Subimos bajo un cielo nublado por una montaña pendiente, paso tras paso, con la respiración agitada, hasta que llegamos a El Chingalé, el punto medio del trayecto, donde comienza la travesía para bajar hasta la escuela, que era nuestro destino. En El Chingalé hicimos un paro en el camino, que nos permitió fijar en la memoria algunas artes de vivir en el campo, que nos asombran mientras abrimos nuestros sentidos al recorrer el territorio y conversar con la compañera o el compañero con el que se anda.
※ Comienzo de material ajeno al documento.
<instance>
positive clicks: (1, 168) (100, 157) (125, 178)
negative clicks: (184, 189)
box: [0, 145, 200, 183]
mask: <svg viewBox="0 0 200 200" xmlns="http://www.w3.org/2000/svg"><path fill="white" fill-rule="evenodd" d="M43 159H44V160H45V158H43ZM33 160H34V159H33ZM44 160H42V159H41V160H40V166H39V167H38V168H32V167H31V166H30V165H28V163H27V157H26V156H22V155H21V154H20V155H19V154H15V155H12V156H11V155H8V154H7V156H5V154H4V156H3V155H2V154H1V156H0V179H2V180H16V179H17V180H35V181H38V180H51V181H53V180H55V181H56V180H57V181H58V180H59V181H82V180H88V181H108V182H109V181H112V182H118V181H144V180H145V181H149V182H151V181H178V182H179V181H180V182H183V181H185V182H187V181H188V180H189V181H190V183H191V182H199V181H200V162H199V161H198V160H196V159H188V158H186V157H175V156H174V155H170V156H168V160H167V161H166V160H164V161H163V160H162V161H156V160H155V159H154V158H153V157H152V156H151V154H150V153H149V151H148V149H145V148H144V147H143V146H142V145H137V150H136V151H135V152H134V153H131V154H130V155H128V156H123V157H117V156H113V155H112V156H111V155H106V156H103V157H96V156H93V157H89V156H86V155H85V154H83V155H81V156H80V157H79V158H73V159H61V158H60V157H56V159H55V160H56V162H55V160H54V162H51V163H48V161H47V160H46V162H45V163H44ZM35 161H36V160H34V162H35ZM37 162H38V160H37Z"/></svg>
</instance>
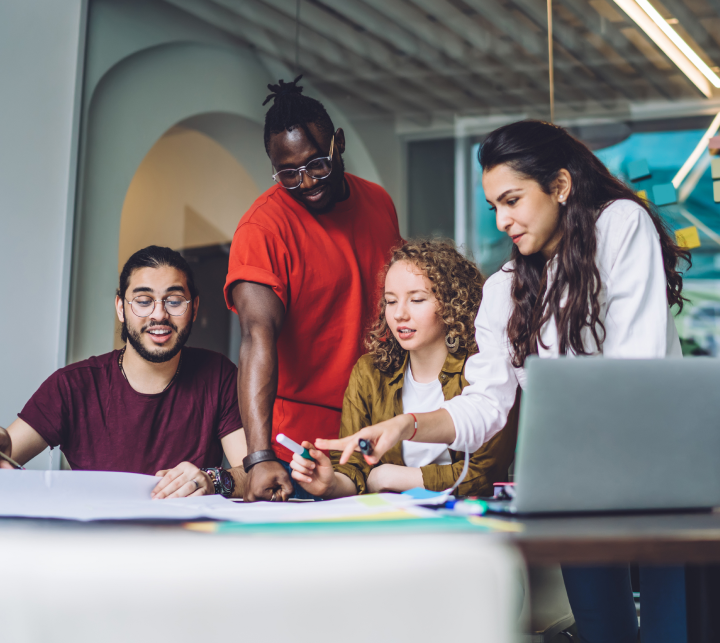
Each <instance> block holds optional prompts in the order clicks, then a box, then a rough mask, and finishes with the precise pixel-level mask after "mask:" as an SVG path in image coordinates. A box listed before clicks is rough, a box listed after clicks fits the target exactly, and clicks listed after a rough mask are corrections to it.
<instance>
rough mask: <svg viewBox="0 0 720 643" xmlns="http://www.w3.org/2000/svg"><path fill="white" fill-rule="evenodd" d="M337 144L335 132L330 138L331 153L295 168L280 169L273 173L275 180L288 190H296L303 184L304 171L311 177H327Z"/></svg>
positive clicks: (274, 178)
mask: <svg viewBox="0 0 720 643" xmlns="http://www.w3.org/2000/svg"><path fill="white" fill-rule="evenodd" d="M334 146H335V134H333V137H332V139H331V140H330V155H329V156H322V157H320V158H318V159H313V160H312V161H310V163H308V164H307V165H303V166H302V167H299V168H297V169H294V170H280V171H279V172H277V173H275V174H273V180H274V181H276V182H277V183H279V184H280V185H282V186H283V187H284V188H285V189H286V190H294V189H295V188H299V187H300V186H301V185H302V173H303V172H305V174H307V175H308V176H309V177H310V178H311V179H326V178H327V177H328V176H330V174H331V173H332V155H333V148H334Z"/></svg>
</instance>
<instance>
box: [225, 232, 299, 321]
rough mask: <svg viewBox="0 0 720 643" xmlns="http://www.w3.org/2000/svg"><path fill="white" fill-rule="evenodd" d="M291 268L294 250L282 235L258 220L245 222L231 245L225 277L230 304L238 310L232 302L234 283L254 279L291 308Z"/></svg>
mask: <svg viewBox="0 0 720 643" xmlns="http://www.w3.org/2000/svg"><path fill="white" fill-rule="evenodd" d="M290 270H291V258H290V253H289V251H288V249H287V246H286V245H285V243H284V242H283V241H282V239H281V238H280V237H278V236H277V235H276V234H274V233H273V232H270V231H269V230H267V229H266V228H264V227H263V226H261V225H259V224H257V223H252V222H248V223H241V224H240V225H239V226H238V229H237V230H236V231H235V236H234V237H233V241H232V245H231V246H230V258H229V262H228V274H227V279H226V280H225V303H226V304H227V307H228V308H229V309H230V310H233V311H234V312H237V311H236V310H235V307H234V306H233V301H232V292H231V291H232V286H233V284H234V283H236V282H238V281H252V282H255V283H259V284H264V285H266V286H270V287H271V288H272V289H273V291H274V292H275V294H276V295H277V296H278V297H280V300H281V301H282V303H283V306H285V309H287V305H288V285H289V282H290Z"/></svg>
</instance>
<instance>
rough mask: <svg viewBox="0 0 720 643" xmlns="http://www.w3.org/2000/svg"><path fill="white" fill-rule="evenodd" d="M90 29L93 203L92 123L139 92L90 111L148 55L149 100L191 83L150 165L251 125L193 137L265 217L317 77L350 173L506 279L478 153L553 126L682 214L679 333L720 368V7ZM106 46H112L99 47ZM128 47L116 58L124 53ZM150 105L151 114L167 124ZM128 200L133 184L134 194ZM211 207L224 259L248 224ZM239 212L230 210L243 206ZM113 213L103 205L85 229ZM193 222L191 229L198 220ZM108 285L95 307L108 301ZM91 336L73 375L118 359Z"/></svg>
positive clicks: (403, 231)
mask: <svg viewBox="0 0 720 643" xmlns="http://www.w3.org/2000/svg"><path fill="white" fill-rule="evenodd" d="M89 23H90V24H89V29H90V37H89V50H88V69H89V72H88V77H87V78H86V81H85V82H86V96H87V103H88V104H87V105H86V108H85V114H84V120H85V130H84V133H85V138H86V140H85V143H84V146H85V147H84V148H83V149H85V150H87V149H90V150H91V152H92V154H90V155H89V156H88V157H87V158H90V160H87V159H86V161H85V163H86V165H87V168H89V169H87V171H86V176H85V177H84V180H83V181H81V190H85V192H86V194H90V196H92V197H93V198H95V197H94V196H93V195H95V194H108V191H107V190H103V191H100V190H99V189H97V190H95V188H92V189H91V187H92V185H93V180H95V179H93V177H92V176H90V174H91V172H92V170H93V168H97V167H98V161H97V160H96V159H97V158H98V157H97V154H99V152H95V151H94V148H93V147H92V146H93V144H94V143H93V138H92V137H93V135H94V132H95V131H96V130H97V129H98V128H97V127H96V128H95V130H94V129H93V127H94V126H93V118H95V116H94V115H93V113H92V110H93V109H96V110H101V109H104V110H105V111H106V112H107V111H108V110H109V109H110V108H109V107H108V105H116V104H118V102H119V101H124V100H127V99H128V96H129V95H130V93H131V91H132V87H133V86H132V85H130V86H128V85H122V86H120V85H118V87H119V89H118V90H117V91H118V92H119V93H118V95H117V98H115V99H112V97H110V98H108V99H107V100H104V101H102V100H94V99H93V100H92V101H91V99H92V98H93V95H94V94H98V93H100V92H101V91H105V92H106V93H108V87H112V85H111V81H112V82H116V83H117V82H119V81H120V80H123V79H127V78H128V77H129V74H131V72H132V73H134V72H133V69H132V64H133V62H132V61H133V60H134V61H137V60H138V57H139V56H140V55H142V56H145V57H146V58H147V61H148V62H147V64H146V67H145V69H149V68H150V66H152V65H154V67H152V68H153V69H155V68H156V69H157V74H158V76H157V78H158V81H157V82H155V81H153V82H152V83H150V84H148V85H147V86H143V88H142V91H141V92H140V91H138V94H139V95H140V96H141V97H143V98H144V99H147V97H148V96H149V95H150V94H152V92H153V91H154V90H155V89H156V88H162V87H164V85H162V83H164V82H165V81H164V80H162V79H167V78H169V77H170V76H172V74H173V73H174V72H173V70H175V71H176V72H177V74H176V76H177V78H175V76H172V77H173V78H174V80H173V82H174V83H175V84H174V85H173V91H175V92H176V93H175V94H172V95H170V94H168V90H166V89H163V92H161V94H159V95H158V99H157V100H156V101H155V102H156V103H157V104H158V105H161V104H162V101H166V102H167V105H168V107H167V108H166V109H165V108H163V109H165V113H167V112H168V111H172V110H174V109H175V111H177V112H178V113H177V116H176V117H174V120H173V119H171V118H169V117H168V119H167V123H165V122H164V121H163V123H164V124H162V123H161V124H159V125H158V126H157V127H156V129H155V130H153V131H152V132H150V133H149V134H148V135H147V136H148V137H149V138H148V142H147V143H145V142H143V143H142V144H140V143H139V142H138V150H141V149H142V150H144V152H143V153H144V154H147V153H148V150H150V148H151V147H152V144H154V141H155V140H160V139H159V137H160V136H161V135H162V134H163V132H165V136H168V135H172V134H173V133H176V132H177V131H178V130H177V129H172V126H176V125H179V126H180V127H185V128H188V127H191V125H192V123H194V122H195V120H197V119H198V118H200V119H201V120H202V119H205V121H207V122H208V123H211V124H212V123H215V121H217V120H218V119H219V118H221V116H220V115H222V114H226V115H227V114H230V115H231V116H232V118H235V121H236V122H237V123H240V124H242V127H240V125H237V126H236V125H232V123H231V124H230V125H228V126H227V127H225V124H223V127H224V129H223V131H222V135H219V134H217V132H216V130H218V127H216V126H215V125H213V127H210V128H209V129H208V127H205V128H204V129H203V128H199V127H196V126H195V125H192V127H191V129H192V131H193V132H195V130H197V132H199V133H200V134H202V135H203V136H206V137H210V138H211V139H213V140H214V141H215V142H218V143H219V144H220V145H221V146H222V147H223V148H224V149H225V150H226V151H228V153H229V154H230V155H232V156H234V157H235V159H236V160H237V161H238V162H239V163H240V165H241V166H242V171H243V172H244V174H243V176H245V175H247V177H246V178H245V179H243V181H245V183H242V185H246V188H243V189H244V190H245V191H244V192H243V195H245V196H243V198H246V197H247V199H246V200H247V203H249V202H251V199H250V196H249V195H251V194H257V193H260V192H262V190H264V189H265V188H266V187H267V186H268V185H270V178H269V170H270V168H269V164H268V161H267V158H266V156H265V153H264V149H263V145H262V140H261V126H262V118H263V114H264V110H265V109H266V108H263V107H262V106H261V103H262V100H263V99H264V96H265V95H266V94H267V92H266V91H265V84H267V83H269V82H277V80H278V78H283V79H285V80H289V79H292V78H294V77H296V76H297V75H300V74H302V75H303V81H302V83H301V84H302V85H304V87H305V91H306V93H308V94H309V95H312V96H315V97H317V98H319V99H320V100H322V101H323V102H324V103H325V105H326V106H327V107H328V111H329V112H330V114H331V116H332V117H333V119H334V121H335V123H336V126H337V127H343V128H344V129H345V132H346V136H347V152H346V154H345V163H346V169H347V171H349V172H353V173H356V174H358V175H360V176H363V177H364V178H367V179H369V180H372V181H376V182H379V183H381V184H382V185H383V186H384V187H385V188H386V189H387V190H388V192H389V193H390V195H391V196H392V198H393V200H394V201H395V204H396V207H397V210H398V215H399V219H400V223H401V229H402V232H403V234H404V235H405V236H408V237H409V236H413V237H414V236H423V235H437V236H442V237H451V238H454V239H455V241H456V242H457V243H458V244H460V245H462V247H463V248H464V249H465V251H466V252H467V253H471V254H472V255H473V256H474V257H475V259H476V260H477V261H478V262H479V263H480V265H481V266H482V268H483V270H484V271H485V272H486V273H487V274H490V273H492V272H493V271H495V270H497V269H498V268H499V267H500V266H501V265H502V263H503V261H504V260H505V259H506V258H507V256H508V254H509V250H510V244H509V242H508V239H507V238H506V236H505V235H504V234H503V233H501V232H499V231H498V230H497V229H496V227H495V222H494V217H493V214H492V212H490V211H489V209H488V208H487V206H486V204H485V199H484V195H483V193H482V184H481V177H480V172H479V168H478V165H477V152H478V148H479V145H480V144H481V143H482V140H483V138H484V136H485V135H487V133H488V132H490V131H491V130H493V129H494V128H496V127H498V126H499V125H502V124H504V123H508V122H512V121H515V120H519V119H523V118H540V119H544V120H552V121H554V122H556V123H558V124H560V125H563V126H566V127H568V128H570V129H571V131H572V132H573V133H574V134H575V135H576V136H578V137H579V138H580V139H582V140H583V141H584V142H586V143H587V144H588V145H589V146H590V147H591V148H592V149H593V150H594V151H595V152H596V154H597V155H598V157H599V158H600V159H601V160H602V161H603V162H604V163H605V164H606V165H607V167H608V168H609V169H610V170H611V171H612V172H613V173H615V174H616V175H617V176H619V177H621V178H622V179H623V180H625V181H627V182H628V183H629V184H631V185H632V186H633V188H634V189H635V190H636V191H638V192H639V191H644V194H645V195H646V196H647V198H649V199H650V200H651V201H654V202H656V203H658V204H659V205H660V204H661V203H664V205H660V211H661V212H662V214H663V216H664V217H665V218H666V220H667V221H668V223H669V225H670V226H671V228H672V229H673V230H676V231H680V237H679V238H681V239H683V240H684V243H686V244H688V245H689V246H691V247H692V253H693V267H692V269H691V270H689V271H688V273H687V292H688V293H690V294H691V297H692V300H693V302H692V305H691V306H688V308H687V310H686V311H685V312H684V313H683V315H682V316H681V317H679V318H678V320H677V323H678V328H679V330H680V332H681V334H682V336H683V339H684V340H685V344H686V348H687V351H688V353H693V352H694V353H696V354H705V353H707V354H712V355H717V354H718V347H717V346H718V341H720V330H719V328H720V319H719V318H720V204H718V202H717V200H718V199H720V167H718V165H719V163H714V164H713V163H712V162H711V161H712V159H713V157H712V156H711V155H710V153H709V148H708V138H709V137H710V136H711V135H713V134H716V131H717V129H718V127H717V126H718V124H720V119H718V118H716V115H717V114H718V113H719V112H720V90H719V89H718V87H720V78H718V72H719V71H720V70H719V69H718V67H717V65H718V64H720V2H718V0H662V2H661V1H659V0H342V2H336V1H334V0H145V1H142V2H140V1H139V0H122V1H121V0H91V3H90V21H89ZM133 25H135V27H133ZM103 30H105V31H103ZM153 30H154V31H153ZM105 32H107V34H110V33H112V37H111V38H110V37H109V36H108V37H101V36H102V34H103V33H105ZM94 33H95V34H96V36H94V35H93V34H94ZM123 33H126V36H124V37H123V36H122V34H123ZM107 34H106V35H107ZM123 38H124V40H123ZM143 39H145V40H147V42H145V40H143ZM153 39H154V40H153ZM124 41H127V42H126V43H125V45H123V46H122V47H121V46H119V44H118V43H120V44H122V42H124ZM170 41H172V42H170ZM108 43H109V44H108ZM112 43H116V44H118V46H115V45H113V48H112V51H110V49H108V48H109V47H110V45H111V44H112ZM188 43H191V44H192V47H188ZM126 45H127V46H126ZM160 45H162V47H160ZM170 45H172V47H171V46H170ZM103 47H105V49H107V51H105V50H103ZM123 47H124V48H125V49H127V58H126V60H123V61H122V63H121V64H122V65H125V67H124V68H123V73H124V74H125V75H124V76H122V75H120V74H118V73H115V72H114V70H113V69H110V71H108V72H107V74H106V76H102V74H101V73H100V72H99V71H98V70H99V69H100V67H101V66H102V64H105V63H104V61H106V60H107V59H109V58H108V57H109V56H117V57H118V59H119V58H120V56H119V54H118V52H121V50H123ZM141 49H142V51H140V50H141ZM160 49H162V50H163V52H164V54H163V55H165V58H162V59H160V54H159V50H160ZM181 49H182V51H181ZM210 50H212V52H211V51H210ZM160 53H162V52H160ZM130 54H132V56H130ZM135 64H137V62H136V63H135ZM119 66H120V64H118V65H116V68H117V67H119ZM175 68H177V69H175ZM108 69H109V65H108ZM113 73H115V76H113ZM143 73H144V72H143ZM93 74H94V76H93ZM101 79H102V80H101ZM106 81H107V82H106ZM148 82H149V81H148ZM175 85H177V87H176V86H175ZM96 87H97V89H96ZM231 94H232V95H231ZM138 100H140V99H138ZM147 102H148V106H147V107H146V108H145V107H143V109H148V110H151V109H153V106H152V105H150V103H152V101H150V100H148V101H147ZM179 104H182V105H183V110H184V111H183V110H178V109H176V106H177V105H179ZM185 104H187V109H185ZM199 105H200V107H198V106H199ZM228 105H230V107H228ZM133 109H135V107H133ZM103 114H104V113H103ZM198 114H199V116H198ZM97 118H98V119H99V117H97ZM103 118H106V120H107V121H108V122H111V121H110V117H109V116H107V117H106V116H103ZM113 118H114V117H113ZM222 118H224V119H225V120H227V118H230V117H229V116H228V117H227V118H226V117H225V116H223V117H222ZM183 119H185V120H183ZM187 119H190V120H187ZM192 119H195V120H192ZM146 120H147V119H146ZM235 121H233V122H235ZM98 122H100V121H99V120H98ZM137 122H138V123H141V124H142V123H145V122H146V121H143V120H140V121H137ZM203 122H204V121H203ZM229 122H230V121H228V123H229ZM112 123H113V127H112V131H114V132H116V133H117V136H118V137H121V138H122V137H125V138H129V139H132V140H134V138H137V133H136V132H134V131H133V130H134V129H137V128H130V129H128V131H127V132H126V134H122V129H121V128H122V127H123V126H125V127H129V125H128V124H127V123H126V122H125V121H122V119H120V118H119V117H118V118H116V119H114V120H112ZM187 123H190V124H191V125H188V124H187ZM223 123H224V121H223ZM231 125H232V126H231ZM143 126H144V125H143ZM206 130H207V131H206ZM108 131H111V130H110V129H108ZM218 131H219V130H218ZM133 137H134V138H133ZM150 139H152V140H150ZM119 140H120V139H119ZM143 146H144V147H143ZM126 147H127V145H126ZM98 149H99V148H98ZM123 149H124V148H123ZM93 155H95V156H93ZM91 157H92V158H91ZM113 158H114V157H113ZM141 159H142V155H140V156H138V155H137V154H135V156H133V158H132V159H130V158H129V159H128V168H123V170H122V172H120V173H118V172H116V171H114V170H113V168H110V167H108V171H107V172H106V174H107V175H108V176H116V177H117V176H125V175H129V176H132V172H133V171H134V169H133V168H137V166H138V163H139V161H140V160H141ZM108 162H110V161H108ZM112 162H115V161H112ZM645 165H646V166H647V172H645V173H644V174H645V176H643V177H638V176H637V175H636V174H637V168H638V167H639V166H642V167H645ZM131 166H132V167H131ZM228 167H229V166H228ZM110 170H113V171H112V172H111V171H110ZM713 171H714V172H715V175H713ZM266 175H267V176H266ZM88 177H89V178H88ZM123 180H124V179H123ZM88 186H91V187H88ZM668 186H670V187H668ZM127 189H128V187H127V186H124V185H120V184H119V183H118V186H117V189H116V190H115V191H116V192H117V197H118V198H120V197H122V194H124V193H125V191H126V190H127ZM246 193H247V194H246ZM213 194H214V195H215V192H214V193H213ZM668 194H669V195H670V196H668ZM86 198H89V197H86ZM204 198H205V197H203V198H200V197H198V198H197V199H196V201H197V203H200V205H197V204H196V205H193V204H191V203H189V204H188V206H189V207H191V208H192V209H193V211H197V214H198V215H199V216H200V217H202V218H203V219H207V221H210V223H211V224H212V226H214V228H213V229H215V230H216V231H219V232H218V234H216V235H215V236H216V237H217V239H215V237H213V242H214V243H216V244H220V245H217V246H216V247H221V246H222V244H224V243H227V241H229V236H230V235H231V233H232V229H233V227H232V225H231V223H230V219H231V218H232V216H231V215H230V214H228V215H227V217H226V218H227V221H225V219H223V218H222V217H224V216H225V214H224V213H225V212H226V211H227V212H228V213H231V212H233V211H232V209H231V208H230V206H229V205H228V206H227V207H226V206H225V205H222V204H221V206H216V205H214V206H213V207H215V208H216V209H217V210H218V213H219V214H218V213H216V214H213V213H212V212H210V210H207V208H205V209H203V207H202V202H203V199H204ZM81 200H82V199H81ZM235 201H237V199H235V198H234V197H233V195H232V194H230V193H228V194H227V203H228V204H230V203H234V202H235ZM208 202H209V201H208ZM213 203H216V202H215V201H213ZM243 203H244V205H242V207H240V205H238V208H237V212H235V213H234V214H235V215H237V217H238V218H239V216H240V215H241V214H242V212H241V210H243V208H245V207H247V203H245V202H243ZM90 205H92V206H93V207H92V208H90ZM173 207H174V206H173ZM108 209H109V210H110V209H111V210H112V211H113V212H114V211H115V210H117V209H118V208H117V206H116V205H115V204H112V206H110V205H109V206H108ZM81 210H82V207H81ZM201 210H202V211H201ZM206 210H207V211H206ZM97 211H99V210H98V206H97V204H96V203H95V202H93V203H92V204H91V203H90V201H88V204H87V207H86V208H85V210H84V211H82V212H81V213H80V216H81V218H82V217H85V218H86V219H87V218H88V217H91V216H94V214H93V213H94V212H97ZM108 216H109V215H108ZM178 216H180V217H183V216H184V217H185V218H186V219H187V216H186V212H185V214H182V213H181V214H179V215H178ZM233 216H234V215H233ZM213 217H215V218H213ZM218 217H219V218H218ZM196 218H197V217H196ZM216 219H217V220H216ZM88 220H89V219H88ZM193 220H194V219H193ZM198 220H199V219H198ZM186 223H187V222H186ZM186 227H187V226H186ZM83 229H85V230H87V229H89V228H87V226H85V228H83ZM101 232H102V231H101V230H100V228H98V235H97V236H98V240H97V241H94V242H93V243H90V239H88V241H87V243H85V244H80V247H81V248H82V247H87V248H92V247H95V248H97V247H99V246H98V243H100V242H101V241H102V240H105V241H106V240H107V235H104V236H102V235H101V234H100V233H101ZM136 232H138V231H136ZM142 233H143V231H142V230H140V231H139V232H138V234H140V236H142ZM221 233H222V234H221ZM88 234H89V233H88ZM138 238H139V237H138ZM105 241H103V242H105ZM108 243H109V242H108ZM108 248H109V246H108ZM81 252H82V250H81ZM193 252H194V253H195V255H197V256H200V255H202V256H205V255H204V254H203V251H202V249H195V250H193ZM83 261H84V263H83ZM93 261H95V260H94V259H92V257H90V258H89V259H88V260H87V261H85V260H82V261H79V262H78V266H79V267H78V269H77V271H78V275H83V274H90V275H93V274H96V273H95V272H94V264H93ZM110 276H111V275H110ZM110 276H109V277H110ZM109 277H108V283H110V279H109ZM78 279H79V280H81V279H82V277H81V276H80V277H78ZM98 284H99V281H98ZM91 286H92V284H89V283H88V285H86V286H85V287H84V290H83V292H85V293H89V294H90V295H93V288H92V287H91ZM88 301H89V302H90V301H91V300H90V299H88ZM83 305H84V304H83ZM76 308H77V310H76V311H75V316H76V318H77V319H78V320H82V319H89V317H87V315H83V314H81V312H82V305H78V306H77V307H76ZM74 310H75V308H74ZM89 312H90V307H89V304H88V314H89ZM108 319H112V311H110V312H109V314H108ZM96 326H97V327H103V328H104V326H103V324H97V325H96ZM96 326H93V328H95V327H96ZM92 332H94V331H93V330H92V329H89V330H88V329H86V330H84V331H83V330H82V329H81V330H80V331H79V332H78V337H80V338H81V340H82V341H81V340H80V339H79V340H78V341H77V342H76V343H75V344H74V345H76V346H78V348H77V349H75V352H74V353H72V352H71V354H72V355H73V357H74V358H75V359H77V358H81V357H83V356H85V353H87V352H88V351H91V350H92V351H93V352H100V348H101V347H100V346H98V347H95V345H94V344H92V345H91V342H86V344H87V345H86V344H83V343H82V342H83V341H85V339H86V338H88V337H91V336H92ZM103 332H105V331H103ZM71 339H72V338H71ZM103 341H104V340H103ZM71 345H73V342H72V341H71ZM88 354H92V353H88Z"/></svg>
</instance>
Rápidamente notamos algo singular. En este lugar hay palos de calabazas, frutos con los que viejitos hacían los tarritos para cargar la bogadera y para hacer chicha, poniéndola a fermentar en los recipientes que hacían con su cáscara -contaba Doña Nelly, vecina de la vereda Villeta-. Varias voces hacían comentarios que aprobaban y complementaban esta información. Mientras descansábamos en El Chingalé a la sombra de los árboles y al calor de la conversación, esperamos a cuatro que se habían quedado atrás y se estaban demorando. Cuando llegaron, hablamos sobre otros usos que pueden tener las calabazas, que no eran solo cáscara sino también el interior y las carnosidades que allí guardan, que se usan en remedios para la tos y los resfriados.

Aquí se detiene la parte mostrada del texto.